This session was aimed at print editors who need to make a transition into online editing, but I thought I’d come away from it with some ideas for what we should be teaching. Some of the most interesting information I got was about search-engine-optimizing headlines.
Dan Gaines of LATimes.com, again, was one of the three panelists. LAT is part of Tribune Co., which employs one of the more prominent SEO experts working in journalism, Brent D. Payne. LAT customizes each Web story’s page title, which is the title that appears on the bar at the top of the browser window, and that title is different from the main headline appearing in the content area above the story. (For those of you who know HTML, we’re talking about the <title> tag and the <h1> tag.) LAT adds literal search-term keywords at the beginning of the title, in a way that they might not appear in the headline. An example Dan showed was this story live now:
- Headline: U.S. warships launch airstrikes on Libya
- Title: Libya attack: U.S. attacks targets in Libya – latimes.com
Tribune’s theory is that the title is much more important to Google than the headline — and that front-loading the keywords is advantageous. So assuming “Libya attack” is a good SEO keyword, that gets prepended to a workable headline for the story — and the site name is appended, which I presume happens automatically — and we’ve got super-optimized display type. I’d argue (and Dan did, too) that the title here is unnecessarily repetitive; it could have been something like “Libya attack: U.S. warships launch airstrikes.” But you see how it works. We can’t specify a separate title in the Missourian’s CMS, but it’s a feature we could easily implement.

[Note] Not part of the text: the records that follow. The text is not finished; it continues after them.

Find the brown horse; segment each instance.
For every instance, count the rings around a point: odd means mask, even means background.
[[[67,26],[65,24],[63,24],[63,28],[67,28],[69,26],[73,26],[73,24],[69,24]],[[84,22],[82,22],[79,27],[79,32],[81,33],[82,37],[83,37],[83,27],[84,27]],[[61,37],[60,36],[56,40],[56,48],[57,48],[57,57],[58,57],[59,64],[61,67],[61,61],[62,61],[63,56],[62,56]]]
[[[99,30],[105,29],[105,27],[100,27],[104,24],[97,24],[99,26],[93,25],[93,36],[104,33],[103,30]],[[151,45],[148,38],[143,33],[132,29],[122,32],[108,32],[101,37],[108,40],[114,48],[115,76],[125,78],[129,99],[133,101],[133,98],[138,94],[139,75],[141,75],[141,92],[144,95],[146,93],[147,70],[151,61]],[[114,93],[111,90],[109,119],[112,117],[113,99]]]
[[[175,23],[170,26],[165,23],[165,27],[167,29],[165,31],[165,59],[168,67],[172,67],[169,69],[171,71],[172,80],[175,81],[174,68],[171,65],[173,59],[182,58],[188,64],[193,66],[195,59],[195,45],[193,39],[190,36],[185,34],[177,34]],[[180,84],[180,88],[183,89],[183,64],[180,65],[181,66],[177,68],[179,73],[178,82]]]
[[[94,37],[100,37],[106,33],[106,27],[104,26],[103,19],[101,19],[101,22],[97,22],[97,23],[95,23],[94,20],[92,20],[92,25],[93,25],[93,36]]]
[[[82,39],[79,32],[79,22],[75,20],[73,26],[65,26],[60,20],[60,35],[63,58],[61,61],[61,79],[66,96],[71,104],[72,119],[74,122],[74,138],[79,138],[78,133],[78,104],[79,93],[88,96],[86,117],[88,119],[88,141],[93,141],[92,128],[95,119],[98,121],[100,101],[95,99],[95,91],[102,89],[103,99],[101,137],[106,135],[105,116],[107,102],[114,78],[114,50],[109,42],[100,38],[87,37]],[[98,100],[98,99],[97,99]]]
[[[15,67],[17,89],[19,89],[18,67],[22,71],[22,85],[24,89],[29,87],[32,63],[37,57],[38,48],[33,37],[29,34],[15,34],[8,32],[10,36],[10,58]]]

Another bit of information that I found useful came from Doris Truong, who’s an editor at The Washington Post and a Mizzou alum. She reminded me about Google Trends, which is an easy way to see what keywords are important right now for searchers using Google. I usually recommend that our copy editors dip into our own Google Analytics account to see what keywords are important to the Missourian, but that information is only good for stories that have been in the news for several hours at least. Google Trends is telling us what is hot at this minute, and it can show you national trending as well as regional trending. It also allows you to compare different terms. A cool tool.